The number one reason employees leave their jobs to pursue a new opportunity might surprise you: It’s actually related to their frustrations with their career progress, according to a Gallup report. And while it can hurt a company as a whole to lose valuable talent, the departure of an employee can be especially stressful for the manager who was overseeing them.
Managers can play a key role in cultivating talent and ultimately retaining their star employees — potentially avoiding that stressful moment when they give notice. If you’re a manager yourself, you probably have a lot on your plate, and you may worry about how you’ll find the time to mentor each of your team members and help with their trajectories. The good news, though, is that you can get engaged in a way that promotes growth (and retention) while still being mindful of your own well-being and workload. Here’s how.
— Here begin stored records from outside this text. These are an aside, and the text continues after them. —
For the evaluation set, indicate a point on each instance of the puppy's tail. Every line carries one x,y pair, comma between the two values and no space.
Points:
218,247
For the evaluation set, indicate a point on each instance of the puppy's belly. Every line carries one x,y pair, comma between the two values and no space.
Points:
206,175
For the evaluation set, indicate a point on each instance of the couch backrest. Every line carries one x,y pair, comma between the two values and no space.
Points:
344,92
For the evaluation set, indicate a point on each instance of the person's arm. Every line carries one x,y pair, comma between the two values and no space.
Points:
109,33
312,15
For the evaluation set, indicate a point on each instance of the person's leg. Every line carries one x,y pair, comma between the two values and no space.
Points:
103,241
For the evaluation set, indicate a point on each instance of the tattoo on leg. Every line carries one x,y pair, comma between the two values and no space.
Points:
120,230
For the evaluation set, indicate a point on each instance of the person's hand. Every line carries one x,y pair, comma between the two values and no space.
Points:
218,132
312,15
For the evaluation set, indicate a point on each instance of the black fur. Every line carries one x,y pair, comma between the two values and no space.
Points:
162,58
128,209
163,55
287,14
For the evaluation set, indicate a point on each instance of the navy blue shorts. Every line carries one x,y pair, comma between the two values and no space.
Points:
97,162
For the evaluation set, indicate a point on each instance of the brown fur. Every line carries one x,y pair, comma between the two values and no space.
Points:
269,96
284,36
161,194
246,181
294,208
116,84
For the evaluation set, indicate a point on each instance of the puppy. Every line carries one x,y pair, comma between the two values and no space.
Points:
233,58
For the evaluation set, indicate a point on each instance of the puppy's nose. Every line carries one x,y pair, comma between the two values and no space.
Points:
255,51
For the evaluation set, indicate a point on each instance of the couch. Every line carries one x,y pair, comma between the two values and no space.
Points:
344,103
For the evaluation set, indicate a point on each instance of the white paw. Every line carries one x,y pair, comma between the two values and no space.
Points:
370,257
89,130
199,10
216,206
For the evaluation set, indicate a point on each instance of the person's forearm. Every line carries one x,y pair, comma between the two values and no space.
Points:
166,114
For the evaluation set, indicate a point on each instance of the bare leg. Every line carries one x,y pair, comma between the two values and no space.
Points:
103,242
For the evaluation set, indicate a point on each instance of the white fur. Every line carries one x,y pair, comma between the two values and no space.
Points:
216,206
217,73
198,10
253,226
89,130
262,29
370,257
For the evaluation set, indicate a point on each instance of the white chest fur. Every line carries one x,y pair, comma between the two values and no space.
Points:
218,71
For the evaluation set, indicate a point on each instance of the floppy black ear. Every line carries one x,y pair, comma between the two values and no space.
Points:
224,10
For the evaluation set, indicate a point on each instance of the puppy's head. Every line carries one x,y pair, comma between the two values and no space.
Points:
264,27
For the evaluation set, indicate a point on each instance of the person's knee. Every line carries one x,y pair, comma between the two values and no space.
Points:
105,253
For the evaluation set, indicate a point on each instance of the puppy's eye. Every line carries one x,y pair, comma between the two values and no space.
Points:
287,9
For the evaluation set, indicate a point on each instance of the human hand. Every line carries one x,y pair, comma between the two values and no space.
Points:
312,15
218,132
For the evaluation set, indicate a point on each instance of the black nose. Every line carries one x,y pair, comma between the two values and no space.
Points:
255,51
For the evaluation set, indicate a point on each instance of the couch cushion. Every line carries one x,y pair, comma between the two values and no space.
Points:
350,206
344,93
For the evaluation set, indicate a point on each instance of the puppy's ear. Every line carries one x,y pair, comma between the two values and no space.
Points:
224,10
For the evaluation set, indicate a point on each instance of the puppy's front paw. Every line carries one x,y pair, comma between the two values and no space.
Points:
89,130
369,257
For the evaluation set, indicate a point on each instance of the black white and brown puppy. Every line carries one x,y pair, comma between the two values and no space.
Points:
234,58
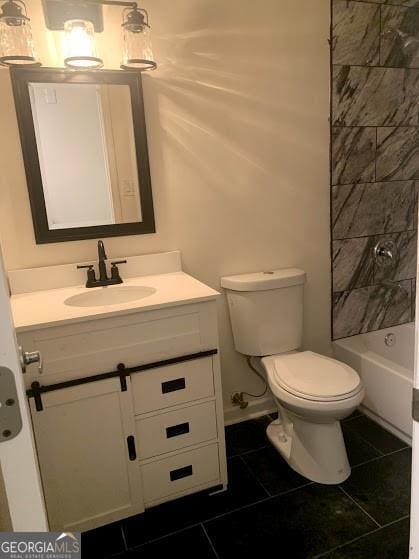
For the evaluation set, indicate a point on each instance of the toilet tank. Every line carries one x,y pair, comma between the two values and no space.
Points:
266,310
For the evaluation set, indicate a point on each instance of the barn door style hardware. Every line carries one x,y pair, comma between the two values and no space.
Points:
10,417
122,372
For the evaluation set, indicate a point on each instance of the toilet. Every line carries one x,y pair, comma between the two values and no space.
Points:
313,392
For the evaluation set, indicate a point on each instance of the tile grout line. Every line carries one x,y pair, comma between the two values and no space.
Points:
360,507
246,452
255,477
164,536
124,539
349,542
209,541
367,442
376,458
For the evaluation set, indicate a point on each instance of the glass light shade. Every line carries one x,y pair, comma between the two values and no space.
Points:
79,45
138,52
16,43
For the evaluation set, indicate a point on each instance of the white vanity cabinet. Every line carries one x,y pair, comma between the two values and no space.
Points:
128,412
82,437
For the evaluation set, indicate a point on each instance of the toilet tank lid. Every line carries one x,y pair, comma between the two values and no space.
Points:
263,281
Check in frequently and directly
Keeping a consistent and open dialogue won’t just help your employees feel supported — it will actually safeguard them against burnout, according to Gallup’s 2019 report “Exit Programs That Retain Stars and Build Brand Ambassadors.” The report found that employees who say their supervisor is “always willing to listen to their work-related problems” are 62 percent less likely to be burned out, and 70 percent less likely to report burnout if they feel generally supported by their manager. So take time each week to have an informal check-in with your team members, and schedule a more formal sit-down conversation for every other week. That way, you’ll have opportunities to talk about less pressing tasks and more personal topics, as well as a space to discuss deadlines, questions, and concerns.
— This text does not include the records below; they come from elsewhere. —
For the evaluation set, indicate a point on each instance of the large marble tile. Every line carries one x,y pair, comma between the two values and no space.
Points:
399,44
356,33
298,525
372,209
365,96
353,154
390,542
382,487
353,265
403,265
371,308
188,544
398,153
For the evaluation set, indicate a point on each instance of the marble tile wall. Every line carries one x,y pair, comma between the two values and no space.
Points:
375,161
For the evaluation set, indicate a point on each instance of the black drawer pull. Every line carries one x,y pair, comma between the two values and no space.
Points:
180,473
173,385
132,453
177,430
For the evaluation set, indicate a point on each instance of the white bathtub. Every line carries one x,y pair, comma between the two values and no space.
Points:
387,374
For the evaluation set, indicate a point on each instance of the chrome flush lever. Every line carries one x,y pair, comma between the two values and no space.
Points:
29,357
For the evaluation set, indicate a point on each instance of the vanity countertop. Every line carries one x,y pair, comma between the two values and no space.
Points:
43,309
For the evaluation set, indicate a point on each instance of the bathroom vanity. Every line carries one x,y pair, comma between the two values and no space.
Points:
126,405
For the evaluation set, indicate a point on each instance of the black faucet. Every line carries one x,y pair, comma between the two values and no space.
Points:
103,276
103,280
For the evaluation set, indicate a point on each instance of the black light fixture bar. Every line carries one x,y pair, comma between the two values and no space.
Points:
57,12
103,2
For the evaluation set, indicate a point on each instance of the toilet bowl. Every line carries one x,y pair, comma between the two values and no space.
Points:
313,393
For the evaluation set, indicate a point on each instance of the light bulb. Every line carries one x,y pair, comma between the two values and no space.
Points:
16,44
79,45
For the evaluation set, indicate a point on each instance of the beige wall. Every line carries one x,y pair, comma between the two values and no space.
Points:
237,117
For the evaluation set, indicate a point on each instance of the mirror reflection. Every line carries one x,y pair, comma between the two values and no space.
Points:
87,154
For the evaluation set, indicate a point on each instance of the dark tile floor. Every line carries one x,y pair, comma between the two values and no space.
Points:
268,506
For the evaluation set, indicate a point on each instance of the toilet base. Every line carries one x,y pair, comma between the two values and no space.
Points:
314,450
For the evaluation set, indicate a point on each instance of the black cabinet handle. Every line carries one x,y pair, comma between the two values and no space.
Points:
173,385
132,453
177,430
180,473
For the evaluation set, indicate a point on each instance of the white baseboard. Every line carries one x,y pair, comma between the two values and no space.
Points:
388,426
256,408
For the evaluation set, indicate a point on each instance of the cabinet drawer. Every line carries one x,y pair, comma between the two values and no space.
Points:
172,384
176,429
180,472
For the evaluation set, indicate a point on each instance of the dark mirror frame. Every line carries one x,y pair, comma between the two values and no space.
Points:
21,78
Delegate tasks that will help them grow
Although some managers might be wary of delegating, assigning tasks to team members can simultaneously lighten your load and teach them something new. “Delegation is one of those things that can really set a tone for a team and an organization,” DeAnne Aussem, the managing director of learning and development at PricewaterhouseCoopers (PwC), tells Thrive. “Under-delegating can potentially limit team members’ development and keep them on the bench. Great leaders take time to customize their approach to each person.” Dedicate some time to hone in your team members’ interests and potential areas for improvement, as well as their current workloads. If possible, give them tasks that will allow them to explore a passion or help develop new or existing skills.
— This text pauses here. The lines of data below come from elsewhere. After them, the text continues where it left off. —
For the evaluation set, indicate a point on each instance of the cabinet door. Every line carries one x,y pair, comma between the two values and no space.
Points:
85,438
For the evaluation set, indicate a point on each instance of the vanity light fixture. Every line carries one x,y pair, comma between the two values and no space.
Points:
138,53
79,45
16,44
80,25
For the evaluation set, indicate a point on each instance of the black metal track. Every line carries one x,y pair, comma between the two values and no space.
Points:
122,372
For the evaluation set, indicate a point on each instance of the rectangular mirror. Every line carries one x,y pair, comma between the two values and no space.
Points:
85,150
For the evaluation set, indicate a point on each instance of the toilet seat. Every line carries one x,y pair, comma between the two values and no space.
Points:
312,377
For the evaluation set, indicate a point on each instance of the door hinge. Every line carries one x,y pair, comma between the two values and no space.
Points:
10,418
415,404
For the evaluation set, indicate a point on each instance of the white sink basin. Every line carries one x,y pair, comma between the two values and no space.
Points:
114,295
Develop a forward-looking mindset, together
You won’t be able to help your team grow if you are left in the dark about their professional goals. One of your employees might have an interest or skill you could help develop — yet you’ll never know if you don’t talk about it. What’s more, Gallup has found that managers who have trusting relationships with their employees are better able to address concerns and predict future turnover. By simply discussing short-term and long-term goals with their employees, managers can play a crucial role in cultivating and retaining talent.